Yeast cells. You’ve probably heard about them. They are the single-celled moulds that we have been using for centuries to make wine, beer and bread. But did you also know that yeast cells are used for cancer research? Data scientists from the University of Groningen’s Center for Information Technology (CIT) are helping researchers to visualize the cell cycle of yeast cells using artificial intelligence. ‘We’re still discovering things we’ve never even heard of before.’
The next time you are sat in the sun enjoying a glass of wine or a beer, having a slice of toast for breakfast or guzzling a bar of chocolate with your coffee, just remember – you have yeast to thank for that. What is perhaps less well known, but no less important, is that yeast cells have been proving their worth as model organisms in microscopic biological research for many years. Despite their simple structure, they bear many similarities to more complex eukaryotic cells, such as human cells.
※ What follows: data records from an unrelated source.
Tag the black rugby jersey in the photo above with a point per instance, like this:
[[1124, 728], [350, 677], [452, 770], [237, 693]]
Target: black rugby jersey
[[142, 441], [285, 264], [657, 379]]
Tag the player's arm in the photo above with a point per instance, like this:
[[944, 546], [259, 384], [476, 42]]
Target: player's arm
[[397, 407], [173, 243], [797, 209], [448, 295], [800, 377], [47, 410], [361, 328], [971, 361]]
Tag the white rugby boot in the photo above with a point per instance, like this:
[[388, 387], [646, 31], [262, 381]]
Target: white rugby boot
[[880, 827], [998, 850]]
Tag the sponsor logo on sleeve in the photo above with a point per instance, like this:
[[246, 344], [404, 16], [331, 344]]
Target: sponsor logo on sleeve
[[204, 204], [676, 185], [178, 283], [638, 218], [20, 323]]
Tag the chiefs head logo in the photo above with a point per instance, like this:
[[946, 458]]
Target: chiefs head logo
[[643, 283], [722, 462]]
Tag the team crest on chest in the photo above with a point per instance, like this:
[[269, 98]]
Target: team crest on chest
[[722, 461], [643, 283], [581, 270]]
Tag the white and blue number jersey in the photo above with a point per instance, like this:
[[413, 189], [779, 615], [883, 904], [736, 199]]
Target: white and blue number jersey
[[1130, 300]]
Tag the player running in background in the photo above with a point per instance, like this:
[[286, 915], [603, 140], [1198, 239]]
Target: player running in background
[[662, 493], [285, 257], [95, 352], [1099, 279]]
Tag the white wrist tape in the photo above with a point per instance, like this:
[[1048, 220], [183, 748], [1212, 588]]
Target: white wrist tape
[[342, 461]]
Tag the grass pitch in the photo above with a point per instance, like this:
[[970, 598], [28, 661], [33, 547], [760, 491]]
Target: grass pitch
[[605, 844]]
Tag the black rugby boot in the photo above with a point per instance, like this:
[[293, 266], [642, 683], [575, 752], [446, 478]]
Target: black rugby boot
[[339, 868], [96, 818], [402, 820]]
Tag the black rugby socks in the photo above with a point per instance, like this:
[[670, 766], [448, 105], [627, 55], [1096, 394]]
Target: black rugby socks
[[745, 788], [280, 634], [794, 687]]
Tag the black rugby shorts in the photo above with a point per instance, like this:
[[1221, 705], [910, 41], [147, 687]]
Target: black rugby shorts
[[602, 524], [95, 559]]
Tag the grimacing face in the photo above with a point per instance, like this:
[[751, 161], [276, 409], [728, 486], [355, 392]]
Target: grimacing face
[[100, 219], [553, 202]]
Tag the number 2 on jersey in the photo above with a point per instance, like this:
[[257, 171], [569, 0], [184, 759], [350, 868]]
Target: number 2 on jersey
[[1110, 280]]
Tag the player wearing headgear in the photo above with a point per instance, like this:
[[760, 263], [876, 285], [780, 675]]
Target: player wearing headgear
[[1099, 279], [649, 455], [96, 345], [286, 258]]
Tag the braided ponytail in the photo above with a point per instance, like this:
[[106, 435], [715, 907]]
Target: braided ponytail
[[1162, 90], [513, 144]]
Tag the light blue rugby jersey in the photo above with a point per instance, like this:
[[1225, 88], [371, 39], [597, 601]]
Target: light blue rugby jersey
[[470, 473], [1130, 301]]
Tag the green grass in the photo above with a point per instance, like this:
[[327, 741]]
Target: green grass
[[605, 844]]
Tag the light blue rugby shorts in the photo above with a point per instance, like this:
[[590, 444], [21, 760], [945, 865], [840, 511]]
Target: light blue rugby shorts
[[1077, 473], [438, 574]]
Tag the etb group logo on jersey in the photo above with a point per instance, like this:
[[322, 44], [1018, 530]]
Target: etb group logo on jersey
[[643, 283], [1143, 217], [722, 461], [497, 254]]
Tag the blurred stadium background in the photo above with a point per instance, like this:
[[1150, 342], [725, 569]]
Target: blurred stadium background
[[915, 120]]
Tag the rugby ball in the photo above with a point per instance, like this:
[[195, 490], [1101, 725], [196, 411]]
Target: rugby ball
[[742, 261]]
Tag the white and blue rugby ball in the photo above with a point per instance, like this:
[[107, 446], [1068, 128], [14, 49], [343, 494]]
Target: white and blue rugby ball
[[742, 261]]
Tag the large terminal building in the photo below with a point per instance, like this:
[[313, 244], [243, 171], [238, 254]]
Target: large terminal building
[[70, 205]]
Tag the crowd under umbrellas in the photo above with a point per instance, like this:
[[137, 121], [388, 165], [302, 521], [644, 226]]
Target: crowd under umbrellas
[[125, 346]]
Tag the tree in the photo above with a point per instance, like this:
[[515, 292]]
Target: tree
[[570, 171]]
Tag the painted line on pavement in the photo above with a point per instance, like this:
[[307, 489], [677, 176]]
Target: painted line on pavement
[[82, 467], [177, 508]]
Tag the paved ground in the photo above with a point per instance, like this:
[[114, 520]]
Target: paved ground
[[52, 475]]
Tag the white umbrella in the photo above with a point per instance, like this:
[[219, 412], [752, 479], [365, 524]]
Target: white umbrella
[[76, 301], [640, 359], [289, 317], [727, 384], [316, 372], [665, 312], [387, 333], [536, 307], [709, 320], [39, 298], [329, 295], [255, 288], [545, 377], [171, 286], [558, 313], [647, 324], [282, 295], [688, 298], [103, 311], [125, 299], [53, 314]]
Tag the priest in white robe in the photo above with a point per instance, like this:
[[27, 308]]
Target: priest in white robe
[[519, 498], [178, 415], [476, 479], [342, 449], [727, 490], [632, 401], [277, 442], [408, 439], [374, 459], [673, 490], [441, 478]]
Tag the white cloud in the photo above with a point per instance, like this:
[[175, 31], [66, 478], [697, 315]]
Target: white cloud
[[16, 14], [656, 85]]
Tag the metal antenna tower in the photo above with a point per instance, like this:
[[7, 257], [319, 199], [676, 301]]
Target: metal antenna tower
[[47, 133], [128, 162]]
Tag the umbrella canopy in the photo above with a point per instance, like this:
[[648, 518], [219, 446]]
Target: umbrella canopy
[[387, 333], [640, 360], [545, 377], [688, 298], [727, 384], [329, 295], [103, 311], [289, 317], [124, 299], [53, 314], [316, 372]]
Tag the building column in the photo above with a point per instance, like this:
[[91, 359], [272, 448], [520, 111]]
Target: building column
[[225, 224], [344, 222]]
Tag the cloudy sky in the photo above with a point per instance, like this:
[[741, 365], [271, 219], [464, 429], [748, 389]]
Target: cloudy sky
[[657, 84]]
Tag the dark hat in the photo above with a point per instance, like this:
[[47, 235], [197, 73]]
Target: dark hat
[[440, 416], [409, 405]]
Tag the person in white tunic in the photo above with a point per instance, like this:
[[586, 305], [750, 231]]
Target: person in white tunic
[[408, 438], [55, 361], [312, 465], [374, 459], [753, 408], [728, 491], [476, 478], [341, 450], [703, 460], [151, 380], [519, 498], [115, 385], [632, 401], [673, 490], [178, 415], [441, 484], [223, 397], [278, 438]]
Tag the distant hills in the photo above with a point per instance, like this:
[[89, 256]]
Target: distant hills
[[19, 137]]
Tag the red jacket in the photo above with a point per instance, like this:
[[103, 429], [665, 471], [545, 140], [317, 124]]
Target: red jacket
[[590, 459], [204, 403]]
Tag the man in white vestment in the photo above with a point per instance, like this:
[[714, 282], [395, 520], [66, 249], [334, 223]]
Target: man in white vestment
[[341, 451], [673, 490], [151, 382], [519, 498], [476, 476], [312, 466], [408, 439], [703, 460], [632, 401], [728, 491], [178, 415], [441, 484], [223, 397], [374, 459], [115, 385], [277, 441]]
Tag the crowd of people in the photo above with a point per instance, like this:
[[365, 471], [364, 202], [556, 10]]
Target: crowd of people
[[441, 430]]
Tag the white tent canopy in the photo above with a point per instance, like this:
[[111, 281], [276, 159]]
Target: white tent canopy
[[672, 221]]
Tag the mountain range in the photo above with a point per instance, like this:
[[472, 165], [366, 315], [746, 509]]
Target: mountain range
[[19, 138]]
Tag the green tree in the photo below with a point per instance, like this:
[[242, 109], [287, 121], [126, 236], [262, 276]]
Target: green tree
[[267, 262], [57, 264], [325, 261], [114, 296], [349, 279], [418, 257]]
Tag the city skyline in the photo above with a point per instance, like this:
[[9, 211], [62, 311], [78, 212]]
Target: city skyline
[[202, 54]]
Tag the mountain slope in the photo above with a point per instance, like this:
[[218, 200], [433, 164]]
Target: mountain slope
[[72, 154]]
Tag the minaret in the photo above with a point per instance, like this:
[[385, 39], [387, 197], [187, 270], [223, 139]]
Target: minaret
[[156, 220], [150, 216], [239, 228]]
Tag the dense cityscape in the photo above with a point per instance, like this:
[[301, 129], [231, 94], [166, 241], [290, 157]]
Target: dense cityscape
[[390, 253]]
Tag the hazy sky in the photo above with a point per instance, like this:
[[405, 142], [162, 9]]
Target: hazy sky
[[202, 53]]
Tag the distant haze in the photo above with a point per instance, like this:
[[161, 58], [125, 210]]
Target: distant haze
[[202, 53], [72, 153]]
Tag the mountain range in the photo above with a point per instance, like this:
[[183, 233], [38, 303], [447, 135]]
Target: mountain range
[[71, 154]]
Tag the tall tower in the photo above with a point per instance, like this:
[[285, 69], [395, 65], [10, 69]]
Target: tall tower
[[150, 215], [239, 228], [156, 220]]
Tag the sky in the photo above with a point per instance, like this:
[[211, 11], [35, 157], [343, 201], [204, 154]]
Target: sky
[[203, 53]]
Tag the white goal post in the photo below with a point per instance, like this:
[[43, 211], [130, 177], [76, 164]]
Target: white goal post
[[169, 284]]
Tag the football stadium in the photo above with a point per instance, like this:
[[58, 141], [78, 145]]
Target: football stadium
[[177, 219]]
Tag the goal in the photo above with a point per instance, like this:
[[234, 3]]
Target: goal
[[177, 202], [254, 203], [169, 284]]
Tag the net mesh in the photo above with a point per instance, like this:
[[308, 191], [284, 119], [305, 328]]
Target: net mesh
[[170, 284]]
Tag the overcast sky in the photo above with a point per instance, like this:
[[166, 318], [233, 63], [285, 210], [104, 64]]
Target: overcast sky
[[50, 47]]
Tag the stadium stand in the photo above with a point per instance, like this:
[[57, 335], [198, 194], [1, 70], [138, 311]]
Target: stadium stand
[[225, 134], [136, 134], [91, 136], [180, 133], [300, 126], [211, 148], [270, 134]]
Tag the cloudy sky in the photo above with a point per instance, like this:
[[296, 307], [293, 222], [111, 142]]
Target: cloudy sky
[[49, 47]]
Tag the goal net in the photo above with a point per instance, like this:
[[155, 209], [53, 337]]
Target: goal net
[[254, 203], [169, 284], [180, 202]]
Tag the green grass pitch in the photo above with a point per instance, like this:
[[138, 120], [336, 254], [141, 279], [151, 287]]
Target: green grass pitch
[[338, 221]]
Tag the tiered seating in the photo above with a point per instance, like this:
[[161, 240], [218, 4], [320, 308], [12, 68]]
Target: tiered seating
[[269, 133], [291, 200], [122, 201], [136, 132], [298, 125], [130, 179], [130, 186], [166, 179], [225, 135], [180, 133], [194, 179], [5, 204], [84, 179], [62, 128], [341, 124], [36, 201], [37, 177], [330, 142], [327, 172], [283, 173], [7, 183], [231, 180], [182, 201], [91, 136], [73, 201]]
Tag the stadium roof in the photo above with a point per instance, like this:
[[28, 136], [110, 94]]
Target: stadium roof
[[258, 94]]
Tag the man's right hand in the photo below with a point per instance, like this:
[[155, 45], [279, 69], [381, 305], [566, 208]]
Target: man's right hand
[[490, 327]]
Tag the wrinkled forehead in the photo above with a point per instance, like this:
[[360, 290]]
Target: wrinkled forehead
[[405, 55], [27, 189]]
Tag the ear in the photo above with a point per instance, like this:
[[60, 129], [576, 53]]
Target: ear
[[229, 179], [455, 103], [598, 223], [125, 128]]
Many complex biological processes, such as cell division or the spread of cancer cells, were discovered using yeast cells. And yet, our knowledge of yeast cells is still relatively limited. ‘For a long time, biologists thought that they knew how cells worked. But then microscope research took off, and we discovered a lot of new things,’ says Andreas Milias-Argeitis, Assistant Professor of Molecular Systems Biology at the University of Groningen. He researches the budding yeast cell cycle, in other words, the series of steps a yeast cell goes through in order to divide. ‘We are investigating how cells grow during their cell cycle. For a long time we thought that cell growth was a ‘passive’ process that took place continuously during the cell cycle in response to nutrient availability, but we discovered that it is actually a process that is very carefully orchestrated in time and coupled to the progression through the cell cycle.’ Milias-Argeitis is working on a project to accelerate research into the cell cycle of yeast cells using artificial intelligence. ‘For the last few years we have been taking pictures of the different phases of the yeast cell cycle, which takes about two hours in total. But if you photograph the entire cycle in hundreds of cells, it’s very hard to find the exact moment at which budding occurs and when the daughter separates itself from the mother cell. So we want to automate that.’
And so Milias-Argeitis signed up for the CIT’s Data Science team’s annual call for proposals. His research proposal was selected – and he received the help of data scientist Herbert Kruitbosch, who has years of experience in image processing (using machine learning to process images). ‘Actually, I cheated,’ says Kruitbosch. ‘I needed a lot of data for this project. You don’t just need the photos, you also need notes about what exactly is going on at that precise moment. That would usually take researchers a lot of time. But when I looked at the images, I noticed that the cell structure was fairly easy to imitate with data. So I fed a machine learning model with 200 GB worth of images that I had created myself.’ To check whether the findings from the data he created matched reality, he built in a double control with the original data. ‘First I looked at how many yeast cells the algorithm had recognized. Then I checked all the places where the algorithm detected a yeast cell to see whether there was one. And luckily, there was.’
Now that the algorithm is able to efficiently recognize yeast cells, it is time for the next step: recognizing the yeast cell’s different phases of life – from when budding occurs on the mother cell, to the moment the bud grows into a new cell and finally tears itself away from the mother cell. Milias-Argeitis also wants to find out exactly how much time passes between these different phases. Under normal circumstances, the cell cycle of yeast cells is very predictable, which is why he sometimes tries to influence or strongly disrupt normal cell growth using a variety of impulses. ‘We want to see what happens if we disrupt their growth processes. How will their cell cycle adapt?’
Such tests can provide a lot of information about how cell division works, or how cells react to stimuli. However, there are huge differences with human cells, for example, explains Milias-Argeitis. ‘Our cells are influenced by all kinds of external stimuli and have many more functions than just growing and dividing: they exchange hormones and information and they communicate with each other. But the process of cell division in yeast cells and human cells is largely the same. We are trying to get to the bottom of that. But we are also already thinking about how we can translate our findings to more complex cell structures.’
That is quite a striking statement. At a time when the fight against cancer is a top priority in medical science, we still know very little about the most fundamental processes that take place in cells. This is partly because technology is not yet accessible to everyone. ‘Only recently have some biologists started filming cells over a longer period of time. This requires specific software and a great deal of expertise,’ explains Milias-Argeitis. And that software and expertise often remain in-house. ‘Algorithms are often built with a specific research question in mind. Few researchers publish anything about them, so that knowledge is lost when the project is over. And when studies appear, they often contradict each other because they use different methods. That’s why I hope this project will allow me to develop a user-friendly tool that can easily be adapted to different purposes. We need to start speaking the same language.’
Milias-Argeitis believes that cross-fertilization with other disciplines, as well as more contact between biologists, is desperately needed in order to progress. Given his background in electrical engineering, he is more than aware of the added value that data science can have. ‘As is the case for other biologists, all kinds of questions crop up when we are experimenting in the lab. Sometimes I talk to computer scientists to help me answer those questions. There are still so many things that biologists still haven’t found answers to; data scientists can help.’